We are there for their playtime before lunch. So slowly, an hour after we arrive, the teachers start taking the children back into the building. They are smart and start with youngest, the easiest. There is a big, metal, dishpan at the door. The feet and hands are washed and then the babe is handed to someone inside. Initially no one notices. But as the group inside grows, so does the howls. Some toddlers are easily distracted, but others are not. They can still see us outside. So some stand at the sliding glass doors looking out. Hands and noses pressed to the glass, tears streaming, voices howling. One time, a little boy escaped and came running back out. I held my breath waiting for him to be spanked. To my relief, the teacher just kept talking to him quietly while she rewashed his feet.
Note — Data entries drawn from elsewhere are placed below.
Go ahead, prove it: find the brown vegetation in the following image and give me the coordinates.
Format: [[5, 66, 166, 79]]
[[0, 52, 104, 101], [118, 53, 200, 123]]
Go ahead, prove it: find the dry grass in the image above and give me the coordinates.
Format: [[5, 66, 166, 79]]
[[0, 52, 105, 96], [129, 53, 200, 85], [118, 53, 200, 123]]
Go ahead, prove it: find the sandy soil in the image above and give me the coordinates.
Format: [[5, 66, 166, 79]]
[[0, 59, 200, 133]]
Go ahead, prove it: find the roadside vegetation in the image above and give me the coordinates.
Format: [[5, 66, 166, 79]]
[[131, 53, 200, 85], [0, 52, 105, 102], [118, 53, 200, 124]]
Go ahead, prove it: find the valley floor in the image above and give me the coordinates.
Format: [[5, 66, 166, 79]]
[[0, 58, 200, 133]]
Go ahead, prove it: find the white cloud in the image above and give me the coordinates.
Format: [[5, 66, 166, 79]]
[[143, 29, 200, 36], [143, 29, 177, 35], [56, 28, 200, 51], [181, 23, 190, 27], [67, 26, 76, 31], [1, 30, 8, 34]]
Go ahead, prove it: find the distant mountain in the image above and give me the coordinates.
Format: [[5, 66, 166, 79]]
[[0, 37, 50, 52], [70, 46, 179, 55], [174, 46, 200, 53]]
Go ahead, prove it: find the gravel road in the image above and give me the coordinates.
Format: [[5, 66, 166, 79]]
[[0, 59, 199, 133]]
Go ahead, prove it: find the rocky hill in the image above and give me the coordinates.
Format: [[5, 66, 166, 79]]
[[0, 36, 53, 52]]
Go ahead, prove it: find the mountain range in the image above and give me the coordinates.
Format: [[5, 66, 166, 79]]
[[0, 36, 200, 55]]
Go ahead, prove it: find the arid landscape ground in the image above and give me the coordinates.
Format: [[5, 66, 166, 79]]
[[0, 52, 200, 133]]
The older children are more difficult. They are called by name. Some come obediently others run. All are handled with care and understanding. As their group diminishes and ours stays the same, the ratio becomes better and better for the children left. But this also exacerbates the departure. Many times we have had to peel children off of us. The meat grinder.
Wiping away tears, breathing deeply, we quietly walk back to our cars. On the way we stop by a washing station. In Japanese fashion, we hold the hose for each other, as we rinse off the evidence of the day. It is not by accident that this is done in a prayer like motion. God bless these little people and those who care for them. See you next month.